Exception tracking: forces
- Exceptions must be de-duplicated, recorded, investigated by developers and the underlying issue resolved
- Any solution should have minimal runtime overhead
Exception tracking: solution
Report all exceptions to a centralized exception tracking service that aggregates and tracks exceptions and notifies developers.
Exception tracking: result benefits
It is easier to view exceptions and track their resolution
Exception tracking: result drawbacks
The exception tracking service is additional infrastructure
Exception tracking: related
Log aggregation - exceptions should be logged as well as reported to a tracking service
Health Check API: context
You have applied the Microservice architecture pattern. Sometimes a service instance can be incapable of handling requests yet still be running. For example, it might have ran out of database connections. When this occurs, the monitoring system should generate a alert. Also, the load balancer or service registry should not route requests to the failed service instance.
Health Check API: problem
How to detect that a running service instance is unable to handle requests?
Health Check API: forces
- An alert should be generated when a service instance fails
* Requests should be routed to working service instances
Health Check API: solution
A service has an health check API endpoint (e.g. HTTP /health) that returns the health of the service.

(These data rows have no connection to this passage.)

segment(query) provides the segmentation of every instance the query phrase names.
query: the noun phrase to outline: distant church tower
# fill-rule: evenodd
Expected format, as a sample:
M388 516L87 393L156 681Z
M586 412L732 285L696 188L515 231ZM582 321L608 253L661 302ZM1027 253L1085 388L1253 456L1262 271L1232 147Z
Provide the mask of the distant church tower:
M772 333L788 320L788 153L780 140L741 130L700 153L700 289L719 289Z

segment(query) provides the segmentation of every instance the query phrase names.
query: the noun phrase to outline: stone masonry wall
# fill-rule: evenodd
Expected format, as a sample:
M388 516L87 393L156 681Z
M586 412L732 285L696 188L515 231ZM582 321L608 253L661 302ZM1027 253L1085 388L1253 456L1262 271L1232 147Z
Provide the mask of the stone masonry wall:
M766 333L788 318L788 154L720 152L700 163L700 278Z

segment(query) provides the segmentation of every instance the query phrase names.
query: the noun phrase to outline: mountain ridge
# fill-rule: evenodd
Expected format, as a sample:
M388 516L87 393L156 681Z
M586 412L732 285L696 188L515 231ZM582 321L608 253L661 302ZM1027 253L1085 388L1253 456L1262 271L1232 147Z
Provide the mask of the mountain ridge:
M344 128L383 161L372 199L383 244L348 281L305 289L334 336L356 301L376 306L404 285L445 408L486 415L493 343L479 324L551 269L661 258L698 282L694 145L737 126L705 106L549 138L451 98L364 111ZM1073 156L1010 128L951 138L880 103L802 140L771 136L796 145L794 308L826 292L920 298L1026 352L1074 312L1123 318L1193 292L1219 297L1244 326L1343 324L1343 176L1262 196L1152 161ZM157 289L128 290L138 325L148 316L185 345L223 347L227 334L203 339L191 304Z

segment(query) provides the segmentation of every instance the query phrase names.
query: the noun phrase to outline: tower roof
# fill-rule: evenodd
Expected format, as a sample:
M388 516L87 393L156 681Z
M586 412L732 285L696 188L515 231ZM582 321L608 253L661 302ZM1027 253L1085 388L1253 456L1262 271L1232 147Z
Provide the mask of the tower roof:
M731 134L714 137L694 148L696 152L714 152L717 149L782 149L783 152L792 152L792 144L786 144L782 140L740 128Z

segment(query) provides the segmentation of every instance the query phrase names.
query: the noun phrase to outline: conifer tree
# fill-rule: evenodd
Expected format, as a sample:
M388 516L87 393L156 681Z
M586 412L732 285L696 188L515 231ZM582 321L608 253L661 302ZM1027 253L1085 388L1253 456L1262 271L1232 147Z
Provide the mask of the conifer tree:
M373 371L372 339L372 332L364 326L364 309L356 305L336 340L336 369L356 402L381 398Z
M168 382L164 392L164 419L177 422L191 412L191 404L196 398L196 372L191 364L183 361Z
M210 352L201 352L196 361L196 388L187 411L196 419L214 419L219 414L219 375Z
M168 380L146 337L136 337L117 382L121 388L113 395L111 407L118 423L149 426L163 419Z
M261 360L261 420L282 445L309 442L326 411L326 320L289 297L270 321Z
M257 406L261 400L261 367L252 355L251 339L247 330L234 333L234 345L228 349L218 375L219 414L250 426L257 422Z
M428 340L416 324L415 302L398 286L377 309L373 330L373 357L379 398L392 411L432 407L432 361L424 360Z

The API endpoint handler performs various checks, such as:
- the status of the connections to the infrastructure services used by the service instance
- the status of the host, e.g. disk space
- application specific logic
A health check client - a monitoring service, service registry or load balancer - periodically invokes the endpoint to check the health of the service instance.
Health Check API: result benefits
The health check endpoint enables the health of a service instance to be periodically tested
Health Check API: result drawbacks
The health check might not sufficiently comprehensive or the service instance might fail between health checks and so requests might still be routed to a failed service instance
Health Check API: related
Service registry - the service registry invokes the health check endpoint
Log deployments and changes: context
You have applied the Microservice architecture pattern.
Log deployments and changes: problem
How to understand the behavior of an application and troubleshoot problems?
Log deployments and changes: forces
It useful to see when deployments and other changes occur since issues usually occur immediately after a change
Log deployments and changes: solution
Log every deployment and every change to the (production) environment.
Log deployments and changes: result benefits
Enables deployments and changes to be easily correlated with issues leading to faster resolution.